2. One Particular American Investment
Trump has claimed credit 78 times for the fact that a company called FoxConn decided to build a new plant in Wisconsin, which he claims has already brought jobs back into the country. According to the Chicago Tribune's fact checking, though, the terms of the deal still haven't been completed, so it hasn't created any jobs yet.
Furthermore, any investment from FoxConn would come with $3 billion in subsidies from the state of Wisconsin — which means that even if it did create the promised 13,000 jobs, it wouldn't actually be profitable for the state until 2042. There are also other issues that have thrown wrenches into the plans — the potential environmental ramifications of the plant, for example — and there's no guarantee that it will ever even get built at all.
3. "The Biggest Tax Cut In History"
Trump has falsely claimed 72 times that the Republican tax cut that he signed into law in December was the biggest in history, which is flatly untrue.
According to the Post, it's the eighth biggest in history — and two of the bigger ones were signed into law by President Obama.
4. Obamacare — Basically Dead, Or Not?
Trump has claimed 62 times that by repealing the individual mandate of the Affordable Care Act — which required individuals to sign up for health insurance — the Republican tax cut essentially repealed the entire law.
However, the Post noted that while that repeal was a blow for supporters of Obamacare, it has not yet led to lower enrollment and the Congressional Budget Office does not expect it to destabilize the health care markets quickly, if at all.
5. Various Unemployment Rate Claims
On April 16, 2018, Trump claimed for the 62nd time that the Hispanic unemployment rate was at its lowest ever, and that women's unemployment was at an 18-year low.

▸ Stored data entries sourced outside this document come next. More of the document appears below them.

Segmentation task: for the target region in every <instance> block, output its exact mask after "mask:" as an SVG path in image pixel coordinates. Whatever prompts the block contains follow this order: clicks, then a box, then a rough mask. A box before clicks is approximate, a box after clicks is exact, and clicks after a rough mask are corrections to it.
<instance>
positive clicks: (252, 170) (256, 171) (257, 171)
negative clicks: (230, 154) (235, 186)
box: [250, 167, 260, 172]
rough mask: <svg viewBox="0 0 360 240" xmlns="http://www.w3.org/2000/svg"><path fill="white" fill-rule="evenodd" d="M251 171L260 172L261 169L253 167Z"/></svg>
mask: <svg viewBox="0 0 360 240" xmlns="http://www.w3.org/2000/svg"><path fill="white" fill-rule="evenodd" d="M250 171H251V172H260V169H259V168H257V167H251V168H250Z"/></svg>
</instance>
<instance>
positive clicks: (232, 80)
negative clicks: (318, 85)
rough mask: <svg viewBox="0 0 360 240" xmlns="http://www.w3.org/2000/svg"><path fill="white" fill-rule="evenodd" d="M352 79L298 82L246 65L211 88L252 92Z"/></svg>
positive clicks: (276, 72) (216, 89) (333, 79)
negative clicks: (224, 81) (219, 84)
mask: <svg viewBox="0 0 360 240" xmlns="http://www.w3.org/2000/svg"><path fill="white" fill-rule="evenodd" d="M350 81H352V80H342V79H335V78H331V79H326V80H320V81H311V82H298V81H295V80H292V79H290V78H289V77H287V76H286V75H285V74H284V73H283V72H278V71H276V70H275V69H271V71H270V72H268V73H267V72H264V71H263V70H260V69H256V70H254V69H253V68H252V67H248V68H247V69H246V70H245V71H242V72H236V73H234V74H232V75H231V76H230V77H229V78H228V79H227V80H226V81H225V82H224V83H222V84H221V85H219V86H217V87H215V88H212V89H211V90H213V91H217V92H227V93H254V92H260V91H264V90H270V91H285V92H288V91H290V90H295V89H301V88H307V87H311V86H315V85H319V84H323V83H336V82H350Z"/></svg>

The claim was false when he tweeted it, but it was also a flip-flop for the president, because he was using data from the Bureau of Labor Statistics, which the Post reported that he had previously said was "nonsense."
6. Why Comey Was Fired
Here's another instance of two misleading claims in one. With the tweet above, Trump said — for what the Post reported is the 53rd time — that he did not fire former FBI director James Comey because of the Russia investigation, even though he told Lester Holt in an interview on NBC that he had fired Comey because of the Russia investigation.
The same tweet also claimed that the Democrats colluded with Russia, which the Post said is also false.
7. The Democrats Killed DACA
The Post wrote that Trump has claimed 41 times that the Democrats somehow should bear the blame for the end of the DACA program, which provided a path to legal residence for people who were brought into the U.S. undocumented as children.
In fact, Trump himself ended DACA, and he has since rejected the bipartisan plans that Congress has crafted to fix it.
8. The Highest Taxed Country In The World?
Trump has said that before the tax cut that he signed into law, the U.S. was the highest-taxed nation in the world. In fact, he's repeated this claim 34 times, according to the Washington Post's work.
According to OECD data as reported by Business Insider, however, the U.S. was actually in the bottom third of all OECD countries in terms of the tax rate as as a percentage of the GDP — even before the tax cut.
9. The Wall's Purpose
Trump makes a lot of false or misleading claims about his proposed border wall with Mexico, but there's no false claim about the wall that he's repeated more often than the claim that it is necessary in order to stop drugs from crossing the border. The Post writes that he's repeated this one 34 times, which ties it for eighth place on the list of most repeated false claims.
According to the Post, the Drug Enforcement Administration does not believe that a physical wall would have any effect on the drug trade, because smugglers generally get the drugs in either through tunnels that would be unaffected by a wall or disguised and through legal channels.
Because of the frequency with which they come up, these could be Trump's greatest hits when it comes false or misleading claims. Since there are over 3,000 overall, though, they really don't even make up a significant percentage of all of the lies. Keep paying attention, and see what he says next.